Since, again, \(R(S)\) is an upper bound on what \(R^*_i(S)\) can be, and both values will always be positive, \(I_i(S)\) will always be a value in \([0,1]\). But when \(R^*_i(S)\) is low and far from \(R(S)\), the whole measure \(I_i(S)\) will be low. And when it’s high and close to \(R(S)\), \(I_i(S)\) will be high. But that’s the opposite of what we want: when the expected rank is far from the maximum possible rank, the information adversity should be high, and when they’re close together, it should be low. Since it’s in \([0,1]\), to invert this pattern we can just redefine information adversity to be the complement of the previous definition: \(I_i(S) = 1 - \frac{R^*_i(S)}{R(S)}\).

That’s person \(i\)’s information adversity for one specific substitute set. How do we get an aggregate measure for all the \(S\) where \(i\) made nominations? We can find the fraction the sum of all expected ranks \(R^*_i(S)\) is of the sum of all maximum possible ranks \(R(S)\) for all sets \(S\): \(I_i = 1 - \frac{\sum_{S} R^*_i(S)}{\sum_{S} R(S)}\).

To keep things clear, let \(R\) be the sum of the maximum ranks of all substitute sets \(S\). Then let \(R^*_i\) be the sum of the expected ranks for all \(S\) for person \(i\): \(R^*_i = \sum_{S} R^*_i(S)\).

Then the aggregate measure of information adversity can be the average of the individual measures of all \(n\) people:

\[I = 1 - \frac{1}{n}\sum_{i=1}^{n} \frac{R^*_i}{R} = \frac{\sum_{i=1}^{n} I_i}{n}\]

Information adversity is low when the ranks of the products people believe are the best are close to the ranks of the products that are actually the best. The further apart these values are, the higher the information adversity is.
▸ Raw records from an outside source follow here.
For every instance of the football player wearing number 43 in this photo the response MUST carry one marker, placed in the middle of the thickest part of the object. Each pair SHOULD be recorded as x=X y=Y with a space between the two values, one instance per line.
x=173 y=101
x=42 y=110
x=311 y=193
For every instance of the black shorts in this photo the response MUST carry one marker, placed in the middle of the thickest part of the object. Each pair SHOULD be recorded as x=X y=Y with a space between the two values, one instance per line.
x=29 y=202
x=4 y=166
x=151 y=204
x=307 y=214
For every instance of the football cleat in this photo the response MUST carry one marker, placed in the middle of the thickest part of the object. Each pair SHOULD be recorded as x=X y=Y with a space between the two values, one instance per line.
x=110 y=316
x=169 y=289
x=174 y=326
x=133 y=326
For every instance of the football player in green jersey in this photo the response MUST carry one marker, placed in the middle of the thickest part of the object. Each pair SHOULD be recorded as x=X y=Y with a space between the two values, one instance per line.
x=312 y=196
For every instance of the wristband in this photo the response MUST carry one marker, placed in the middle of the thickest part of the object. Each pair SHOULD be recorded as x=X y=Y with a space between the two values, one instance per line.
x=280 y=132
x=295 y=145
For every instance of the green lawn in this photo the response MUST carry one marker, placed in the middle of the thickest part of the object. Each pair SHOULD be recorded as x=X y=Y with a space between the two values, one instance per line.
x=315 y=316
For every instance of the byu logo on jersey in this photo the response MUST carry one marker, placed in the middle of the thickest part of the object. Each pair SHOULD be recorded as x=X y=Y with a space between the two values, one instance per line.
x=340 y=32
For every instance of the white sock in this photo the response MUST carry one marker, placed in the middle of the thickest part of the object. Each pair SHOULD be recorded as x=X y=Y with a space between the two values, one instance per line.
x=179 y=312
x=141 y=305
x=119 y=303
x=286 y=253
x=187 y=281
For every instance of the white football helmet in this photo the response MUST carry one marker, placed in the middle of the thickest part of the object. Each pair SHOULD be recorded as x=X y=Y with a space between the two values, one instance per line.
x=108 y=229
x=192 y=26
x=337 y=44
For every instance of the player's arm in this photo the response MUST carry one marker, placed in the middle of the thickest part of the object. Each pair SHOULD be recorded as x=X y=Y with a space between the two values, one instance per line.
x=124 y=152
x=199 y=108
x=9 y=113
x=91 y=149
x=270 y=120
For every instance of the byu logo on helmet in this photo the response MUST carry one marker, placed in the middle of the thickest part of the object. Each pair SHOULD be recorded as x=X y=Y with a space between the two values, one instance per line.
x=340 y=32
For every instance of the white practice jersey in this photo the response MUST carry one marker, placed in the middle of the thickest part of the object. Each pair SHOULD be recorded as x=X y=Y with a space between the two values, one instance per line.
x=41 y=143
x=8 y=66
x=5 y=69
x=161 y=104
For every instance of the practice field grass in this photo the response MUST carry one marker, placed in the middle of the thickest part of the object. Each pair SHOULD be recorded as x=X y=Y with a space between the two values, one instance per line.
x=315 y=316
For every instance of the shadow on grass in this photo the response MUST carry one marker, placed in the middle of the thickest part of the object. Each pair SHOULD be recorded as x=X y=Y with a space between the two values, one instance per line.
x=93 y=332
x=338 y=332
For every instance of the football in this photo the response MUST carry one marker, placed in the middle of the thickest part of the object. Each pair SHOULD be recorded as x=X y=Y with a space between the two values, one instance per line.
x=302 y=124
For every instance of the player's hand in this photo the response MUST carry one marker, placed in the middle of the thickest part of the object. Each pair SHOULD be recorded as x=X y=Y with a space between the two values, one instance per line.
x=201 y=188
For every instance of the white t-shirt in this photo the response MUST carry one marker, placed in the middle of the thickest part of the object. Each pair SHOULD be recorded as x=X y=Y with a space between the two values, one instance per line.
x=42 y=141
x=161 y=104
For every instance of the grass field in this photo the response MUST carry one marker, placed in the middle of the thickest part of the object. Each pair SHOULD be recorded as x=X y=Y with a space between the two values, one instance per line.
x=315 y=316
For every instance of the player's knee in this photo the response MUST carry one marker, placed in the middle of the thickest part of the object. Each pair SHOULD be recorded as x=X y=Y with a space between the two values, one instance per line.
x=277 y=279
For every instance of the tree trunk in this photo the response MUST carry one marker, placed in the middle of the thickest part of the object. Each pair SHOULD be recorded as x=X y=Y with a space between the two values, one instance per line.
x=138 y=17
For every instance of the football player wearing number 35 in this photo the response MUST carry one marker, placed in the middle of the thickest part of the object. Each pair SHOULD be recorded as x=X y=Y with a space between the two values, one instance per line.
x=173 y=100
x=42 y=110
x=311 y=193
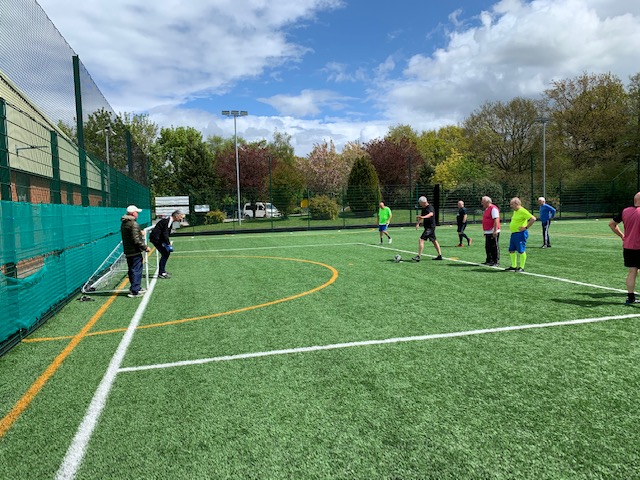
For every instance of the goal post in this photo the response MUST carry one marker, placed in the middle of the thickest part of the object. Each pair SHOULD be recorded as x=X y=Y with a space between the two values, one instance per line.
x=113 y=270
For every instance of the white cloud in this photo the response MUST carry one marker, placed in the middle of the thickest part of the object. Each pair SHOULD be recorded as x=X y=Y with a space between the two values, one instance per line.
x=167 y=52
x=307 y=103
x=180 y=52
x=517 y=50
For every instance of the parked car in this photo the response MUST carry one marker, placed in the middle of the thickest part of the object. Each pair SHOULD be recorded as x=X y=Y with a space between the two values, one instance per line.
x=261 y=209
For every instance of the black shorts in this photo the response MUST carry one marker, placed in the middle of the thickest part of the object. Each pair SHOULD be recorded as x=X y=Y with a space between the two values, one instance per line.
x=631 y=258
x=429 y=234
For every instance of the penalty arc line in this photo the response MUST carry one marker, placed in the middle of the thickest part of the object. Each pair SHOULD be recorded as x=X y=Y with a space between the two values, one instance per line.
x=336 y=346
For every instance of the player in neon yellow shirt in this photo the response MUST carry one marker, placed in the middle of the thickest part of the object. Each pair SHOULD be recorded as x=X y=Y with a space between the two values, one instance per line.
x=384 y=219
x=521 y=220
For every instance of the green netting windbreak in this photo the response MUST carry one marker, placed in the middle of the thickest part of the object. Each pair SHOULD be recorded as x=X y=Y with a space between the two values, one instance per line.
x=47 y=252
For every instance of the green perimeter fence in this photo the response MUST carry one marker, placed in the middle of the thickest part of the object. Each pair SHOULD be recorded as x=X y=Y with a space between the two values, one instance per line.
x=60 y=213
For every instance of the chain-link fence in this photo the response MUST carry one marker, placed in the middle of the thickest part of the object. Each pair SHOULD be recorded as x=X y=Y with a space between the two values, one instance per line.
x=60 y=202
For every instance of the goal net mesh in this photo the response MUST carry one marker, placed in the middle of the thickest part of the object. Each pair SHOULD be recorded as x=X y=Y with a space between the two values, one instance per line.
x=110 y=275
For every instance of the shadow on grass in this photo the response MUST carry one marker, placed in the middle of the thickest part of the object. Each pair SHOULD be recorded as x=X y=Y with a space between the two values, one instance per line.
x=596 y=300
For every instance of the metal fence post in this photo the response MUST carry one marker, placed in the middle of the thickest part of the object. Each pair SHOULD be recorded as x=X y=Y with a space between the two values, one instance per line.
x=5 y=169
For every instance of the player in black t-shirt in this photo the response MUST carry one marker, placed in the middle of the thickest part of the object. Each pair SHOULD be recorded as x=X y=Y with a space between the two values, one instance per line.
x=428 y=216
x=461 y=219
If they do base their consumption decisions on their beliefs, they’ll tend to choose products with the highest subjective ranks. Since rankings are determined by utilities and so differences in rank correspond to differences in utility, the information adversity will be a measure of welfare loss. It tries to answer the question of how far their decisions are from the most favorable ones possible. Given lots of choice data for lots of people, it puts a number on it, so we can compare levels of information adversity across different interfaces.

Why

Social media platforms like Twitter & Facebook and online marketplaces like eBay & Amazon aren’t the end of the block. Far from it. I started out with the idea of a global VRMMO and discussion leaked into Minecraft signposts and office receptionists. As 3D virtual and augmented reality technologies become more popular, the number of wacky, unfamiliar interfaces that people can feasibly adopt will balloon.

As people rely more and more on these technologies to find and navigate information, consumption will become more and more embedded in them. They may be designed for any number of purposes with little concern for the welfare of their users and the markets embedded in them.
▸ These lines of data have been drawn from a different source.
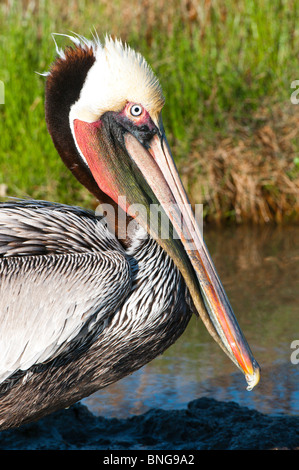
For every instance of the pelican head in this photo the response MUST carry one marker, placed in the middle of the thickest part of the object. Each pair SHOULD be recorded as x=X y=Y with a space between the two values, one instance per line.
x=103 y=111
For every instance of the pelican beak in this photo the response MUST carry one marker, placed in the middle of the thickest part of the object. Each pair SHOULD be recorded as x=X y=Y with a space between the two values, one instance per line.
x=147 y=175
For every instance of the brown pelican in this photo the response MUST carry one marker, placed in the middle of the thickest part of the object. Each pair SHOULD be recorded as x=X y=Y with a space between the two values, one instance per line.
x=82 y=306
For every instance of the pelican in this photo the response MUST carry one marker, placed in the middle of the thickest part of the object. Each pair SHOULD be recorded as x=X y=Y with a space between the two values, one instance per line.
x=82 y=305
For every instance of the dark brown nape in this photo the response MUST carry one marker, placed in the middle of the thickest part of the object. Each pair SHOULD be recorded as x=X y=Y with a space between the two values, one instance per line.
x=64 y=84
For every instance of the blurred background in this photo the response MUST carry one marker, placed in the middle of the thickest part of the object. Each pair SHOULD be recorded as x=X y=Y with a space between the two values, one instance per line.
x=226 y=68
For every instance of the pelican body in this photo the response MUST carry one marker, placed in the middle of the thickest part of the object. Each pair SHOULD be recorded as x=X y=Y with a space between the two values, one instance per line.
x=82 y=305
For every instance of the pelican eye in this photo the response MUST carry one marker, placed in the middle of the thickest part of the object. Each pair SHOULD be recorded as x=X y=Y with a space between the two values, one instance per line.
x=136 y=110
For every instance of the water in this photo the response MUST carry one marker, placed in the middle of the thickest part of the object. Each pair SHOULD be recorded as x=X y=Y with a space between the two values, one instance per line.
x=259 y=269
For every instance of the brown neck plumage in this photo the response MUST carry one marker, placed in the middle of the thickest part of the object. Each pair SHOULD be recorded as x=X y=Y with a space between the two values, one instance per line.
x=64 y=84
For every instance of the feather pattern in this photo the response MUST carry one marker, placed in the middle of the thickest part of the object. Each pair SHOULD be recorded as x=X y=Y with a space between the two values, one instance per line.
x=78 y=303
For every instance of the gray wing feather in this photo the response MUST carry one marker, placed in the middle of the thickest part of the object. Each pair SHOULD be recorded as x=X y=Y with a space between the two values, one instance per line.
x=46 y=300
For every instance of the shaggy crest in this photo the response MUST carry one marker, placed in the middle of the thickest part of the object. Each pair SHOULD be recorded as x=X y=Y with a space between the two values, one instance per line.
x=118 y=75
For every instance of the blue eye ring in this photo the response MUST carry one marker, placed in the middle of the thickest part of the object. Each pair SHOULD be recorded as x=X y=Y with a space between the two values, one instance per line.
x=136 y=110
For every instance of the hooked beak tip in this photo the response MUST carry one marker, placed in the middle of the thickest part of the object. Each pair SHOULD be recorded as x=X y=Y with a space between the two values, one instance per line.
x=254 y=378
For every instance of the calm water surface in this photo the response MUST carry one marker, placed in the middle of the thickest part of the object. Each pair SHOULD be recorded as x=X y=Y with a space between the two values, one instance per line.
x=259 y=269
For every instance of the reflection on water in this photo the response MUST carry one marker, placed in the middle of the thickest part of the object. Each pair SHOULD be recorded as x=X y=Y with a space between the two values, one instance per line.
x=259 y=269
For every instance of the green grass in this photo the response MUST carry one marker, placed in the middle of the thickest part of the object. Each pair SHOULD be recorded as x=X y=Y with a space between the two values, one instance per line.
x=213 y=62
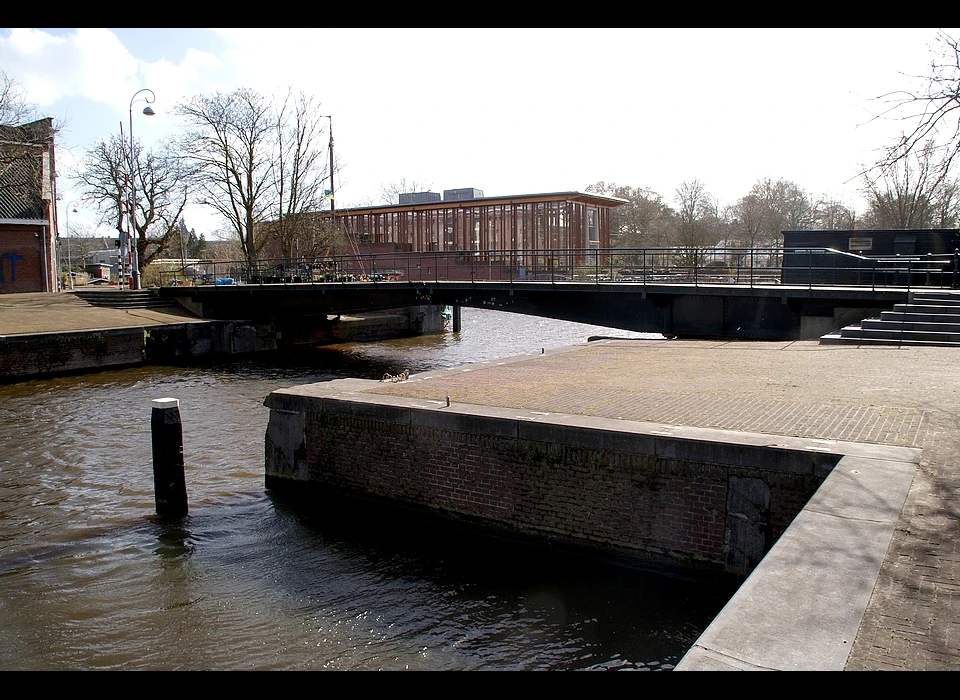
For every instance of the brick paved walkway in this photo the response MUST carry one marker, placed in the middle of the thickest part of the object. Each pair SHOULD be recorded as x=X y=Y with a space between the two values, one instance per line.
x=897 y=396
In Plato’s Allegory of the Cave, prisoners are chained down in a cave, seeing its wall and nothing else their entire lives. A fire glows behind them, and in front of the fire sits a barrier behind which puppeteers walk unseen. They raise puppets above the barrier, casting shadows that the prisoners watch, discuss, and catalogue their entire lives. Plato posits that while the prisoners may know all about the shadows, they have no idea of the true reality that lies behind them.

In a reality where important systems contain too much information to communicate in whole or at once, we’re all constrained to get only a limited slice presented to us, just as the prisoners of the cave can only see shadows of the reality behind them. But how that slice is chosen and how it’s presented to us matters enormously, just as what the puppeteers decide to raise before the flame matters enormously to what the prisoners believe. The people and organizations who craft and proliferate interface designs, just like the puppeteers, will help to determine what most of us believe and, accordingly, what it means to act on our beliefs. This doesn’t apply only to markets, but to any system, political, economic, biological, or otherwise, that’s made legible through a deliberately crafted interface.